Beck Serge · Nationalrat · Waadt · Liberale Fraktion · 2000-03-06

Wortprotokoll

La possibilité de soumettre au Code des obligations une partie des employés a fait l'objet d'un vaste débat lors de la première délibération. Votre commission avait finalement ouvert cette possibilité pour des cas particuliers fondés. Le Conseil des Etats a décidé d'ouvrir cette possibilité pour certaines catégories de personnel. La majorité de la commission vous propose de maintenir la nécessité que cette règle soit fondée, tout en étant d'accord, lorsque c'est le cas, de l'étendre à certaines catégories de personnel.

Il n'y a pas de révolution. Reconnaissons-le, le Conseil des Etats a sans doute été plus attentif que nous ne l'avons été puisque cette possibilité, ainsi que M. Baader vous le rappelait tout à l'heure, existe déjà dans le statut des fonctionnaires actuellement en vigueur, où elle a été introduite en 1966. Cette compétence est même déléguée, selon la teneur actuelle de l'article 62 du statut des fonctionnaires, à des services subordonnés.
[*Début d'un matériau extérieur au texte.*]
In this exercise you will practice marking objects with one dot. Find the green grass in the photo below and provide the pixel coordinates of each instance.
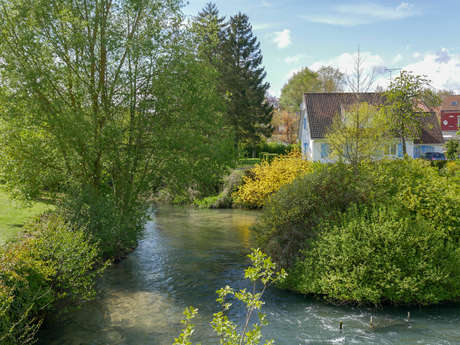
(14, 214)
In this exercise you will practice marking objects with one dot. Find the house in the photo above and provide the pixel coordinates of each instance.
(449, 115)
(319, 109)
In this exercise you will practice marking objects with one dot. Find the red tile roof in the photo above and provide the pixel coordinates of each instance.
(322, 107)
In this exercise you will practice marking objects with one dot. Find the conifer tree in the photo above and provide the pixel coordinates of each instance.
(243, 78)
(209, 29)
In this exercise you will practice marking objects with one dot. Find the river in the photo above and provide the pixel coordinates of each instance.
(187, 254)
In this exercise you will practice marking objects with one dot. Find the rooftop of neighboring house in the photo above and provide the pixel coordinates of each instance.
(322, 107)
(451, 103)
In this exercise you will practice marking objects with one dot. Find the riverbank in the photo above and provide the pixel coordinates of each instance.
(13, 215)
(187, 254)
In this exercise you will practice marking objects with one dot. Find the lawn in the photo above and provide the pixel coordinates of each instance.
(13, 215)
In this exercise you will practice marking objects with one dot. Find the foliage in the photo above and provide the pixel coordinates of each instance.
(112, 99)
(247, 112)
(327, 226)
(286, 126)
(358, 133)
(209, 29)
(408, 101)
(242, 162)
(291, 216)
(382, 255)
(453, 149)
(267, 147)
(231, 182)
(268, 177)
(54, 262)
(262, 269)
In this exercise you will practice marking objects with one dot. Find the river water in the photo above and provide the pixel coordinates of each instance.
(186, 255)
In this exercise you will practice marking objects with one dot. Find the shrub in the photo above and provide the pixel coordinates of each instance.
(293, 213)
(263, 271)
(276, 148)
(54, 262)
(266, 178)
(383, 254)
(224, 200)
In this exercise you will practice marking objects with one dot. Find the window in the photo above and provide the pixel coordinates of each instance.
(390, 150)
(324, 150)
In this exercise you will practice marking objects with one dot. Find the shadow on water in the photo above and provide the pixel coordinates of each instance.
(185, 256)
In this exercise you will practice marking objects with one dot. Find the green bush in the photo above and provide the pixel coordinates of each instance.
(98, 213)
(293, 226)
(291, 215)
(380, 255)
(265, 147)
(224, 200)
(248, 161)
(54, 262)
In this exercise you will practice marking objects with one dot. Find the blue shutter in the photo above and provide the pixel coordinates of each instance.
(400, 150)
(324, 150)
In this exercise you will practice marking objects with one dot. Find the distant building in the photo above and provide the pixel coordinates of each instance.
(449, 115)
(319, 109)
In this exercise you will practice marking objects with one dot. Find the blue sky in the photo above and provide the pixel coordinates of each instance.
(418, 35)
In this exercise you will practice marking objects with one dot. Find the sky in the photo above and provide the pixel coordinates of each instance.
(422, 36)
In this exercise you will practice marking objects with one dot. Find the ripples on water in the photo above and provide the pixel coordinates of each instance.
(185, 256)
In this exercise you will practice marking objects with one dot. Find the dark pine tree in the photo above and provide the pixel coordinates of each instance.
(243, 78)
(210, 33)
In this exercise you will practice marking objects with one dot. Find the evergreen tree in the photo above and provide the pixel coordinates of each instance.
(243, 77)
(209, 30)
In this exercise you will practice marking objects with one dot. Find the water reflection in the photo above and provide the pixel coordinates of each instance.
(188, 254)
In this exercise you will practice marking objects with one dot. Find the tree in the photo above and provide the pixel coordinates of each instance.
(358, 134)
(453, 149)
(292, 92)
(326, 79)
(331, 79)
(408, 102)
(247, 111)
(209, 29)
(361, 79)
(110, 100)
(286, 126)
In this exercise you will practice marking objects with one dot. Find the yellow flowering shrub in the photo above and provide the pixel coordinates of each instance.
(267, 178)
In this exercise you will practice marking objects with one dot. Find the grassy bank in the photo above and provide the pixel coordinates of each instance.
(13, 215)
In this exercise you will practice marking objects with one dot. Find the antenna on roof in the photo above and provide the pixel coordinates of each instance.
(390, 70)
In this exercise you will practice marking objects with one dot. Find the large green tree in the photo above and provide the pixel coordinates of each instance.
(408, 100)
(358, 134)
(209, 29)
(106, 99)
(243, 80)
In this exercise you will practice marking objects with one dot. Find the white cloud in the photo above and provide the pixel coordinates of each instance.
(265, 3)
(283, 38)
(353, 14)
(292, 72)
(397, 58)
(294, 59)
(262, 26)
(345, 62)
(442, 68)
Il convient de répondre à M. Vollmer, qui l'évoquait tout à l'heure, que l'application du Code des obligations qui régit pratiquement l'ensemble de l'économie privée ne découle pas de relations de défiance entre employés et employeurs. C'est finalement en se préoccupant du démantèlement par secteur que nous avons maintenu en commission la nécessité de fonder cette soustraction à la loi sur le personnel de la Confédération, et c'est pour cette raison également que nous vous invitons à rejeter la proposition Scherer.

Constatons encore qu'à l'article 62 du statut des fonctionnaires actuellement en vigueur, il n'y a aucune limite ou exigence dans le droit. En effet, je vous cite la première phrase de l'alinéa 1er de l'article précité: "Le Conseil fédéral édicte les prescriptions réglant les rapports de service des personnes occupées par la Confédération, mais qui n'ont pas qualité de fonctionnaires." Il n'y a aucune autre restriction dans cet article.

Il s'agit de savoir si le nouveau droit que nous mettons sous toit doit être plus souple et favoriser le dynamisme et la capacité de répondre à des besoins qui évoluent, ou s'il doit nous conduire à une régression qui rigidifie la gestion du personnel par rapport au droit actuellement en vigueur. Contrairement à ce qu'on nous disait tout à l'heure, nous n'ouvrons pas une fenêtre pour faire courant d'air, nous en plaçons une à l'endroit où il n'y avait qu'une embrasure; et voilà qu'on nous reproche de ne pas y avoir mis de joint!

Tout cela n'est pas très sérieux, et je vous invite à soutenir la proposition de la majorité de la commission, dont le texte l'a emporté par 14 voix contre 8.